Binge watching TV shows isn’t the only popular binging activity in recent years. An increasing number of Americans, in particular young women, have also taken to binge drinking. Scientists say however that you should stop while you still have the power to change anything.
A new study conducted on rats shows that an adult brain that’s constantly drowned its sorrows and joys in alcohol during its formative years looks different and works differently than one that hasn’t. The changes aren’t for the better but for the worse.
A young brain that’s frequently been put through drinking benders throughout adolescence and young adulthood will show abnormalities in the structure and function of the hippocampus, a region closely associated with learning and memory, once it has matured.
What this means, is that they are most likely to have a bad memory, experience attention and judgment problems, and encounter difficulty in learning new skills.

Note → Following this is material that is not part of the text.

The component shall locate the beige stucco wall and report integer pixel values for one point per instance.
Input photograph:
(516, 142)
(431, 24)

The danger does not stop there as the physical changes in hippocampal seem to make the brain highly vulnerable to injury if the person suffers a trauma or disease.

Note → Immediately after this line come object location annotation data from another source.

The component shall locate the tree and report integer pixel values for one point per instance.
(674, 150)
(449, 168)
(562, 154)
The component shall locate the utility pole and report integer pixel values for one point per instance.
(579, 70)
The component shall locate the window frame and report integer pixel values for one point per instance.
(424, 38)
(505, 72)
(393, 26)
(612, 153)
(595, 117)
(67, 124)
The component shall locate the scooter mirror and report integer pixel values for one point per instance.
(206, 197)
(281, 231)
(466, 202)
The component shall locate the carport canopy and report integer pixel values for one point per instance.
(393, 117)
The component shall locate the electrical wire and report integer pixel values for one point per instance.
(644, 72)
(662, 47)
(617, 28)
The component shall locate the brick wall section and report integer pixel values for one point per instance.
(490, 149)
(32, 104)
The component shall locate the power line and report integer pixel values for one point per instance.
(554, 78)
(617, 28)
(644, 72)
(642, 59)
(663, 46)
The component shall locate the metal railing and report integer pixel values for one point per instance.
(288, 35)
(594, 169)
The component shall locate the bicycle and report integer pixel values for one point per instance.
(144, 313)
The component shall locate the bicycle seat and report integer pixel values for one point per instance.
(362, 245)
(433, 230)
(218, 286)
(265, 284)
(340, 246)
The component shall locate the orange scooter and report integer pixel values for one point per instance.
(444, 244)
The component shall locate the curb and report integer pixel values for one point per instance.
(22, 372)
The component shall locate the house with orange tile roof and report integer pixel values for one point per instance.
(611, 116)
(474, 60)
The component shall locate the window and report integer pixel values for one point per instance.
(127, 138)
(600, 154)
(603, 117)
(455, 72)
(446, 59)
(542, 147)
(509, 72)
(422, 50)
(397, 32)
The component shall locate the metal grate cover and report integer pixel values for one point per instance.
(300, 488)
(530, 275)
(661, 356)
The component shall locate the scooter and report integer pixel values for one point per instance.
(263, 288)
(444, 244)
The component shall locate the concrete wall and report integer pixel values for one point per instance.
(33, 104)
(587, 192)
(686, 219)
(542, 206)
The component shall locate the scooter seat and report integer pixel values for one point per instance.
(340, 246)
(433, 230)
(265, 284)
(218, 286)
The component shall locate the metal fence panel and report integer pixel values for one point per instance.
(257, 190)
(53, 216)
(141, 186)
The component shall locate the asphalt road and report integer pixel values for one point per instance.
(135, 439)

It is important to note that the brains of the rats that were given alcohol during their period of development showed neurons with stunted and misshapen connections to other neurons. Those neurons over-reacted when stimulated and the brains of adult rats basically acted and reacted like the brains of young, immature rats. They showed behavioral immaturity in particular.
Researchers themselves were surprised by the discovery, with Scott Swartzwelder, a professor of psychiatry and behavioral sciences at Duke University, stating that “At first blush, you would think the animals would be smarter, but that’s the opposite of what we found”.
Lead author Mary-Louise Risher, a post-doctoral researcher in the Duke Department of Psychiatry and Behavioral Sciences, suggested that “It’s quite possible that alcohol disrupts the maturation process, which can affect these cognitive function later on” and explained that “In the eyes of the law, once people reach the age of 18, they are considered adult but the brain continues to mature and refine all the way into the mid-20s”.
The National Institute on Alcohol Abuse and Alcoholism (NIAAA) defines binge drinking as a pattern of drinking that brings a person’s blood alcohol concentration (BAC) to 0.08 grams per deciliter. Men usually achieve it after consuming 5 drinks in about 2 hours, women usually achieve it after consuming 4 drinks in about 2 hours.
The threat is a real one as the Department of Justice’s Office of Juvenile Justice and Delinquency Prevention published a study in 2005, effectively showing that 90% of alcohol consumed by young people under the age of 21 is in the form of binge drinking.
Another study published earlier this month showed that the growing rate of binge drinkers is higher among women than among men. Between the years 2005 and 2012 it increased by 17.5% for women, and only by 4.9% for men, though researchers offered no reason for why this is happening.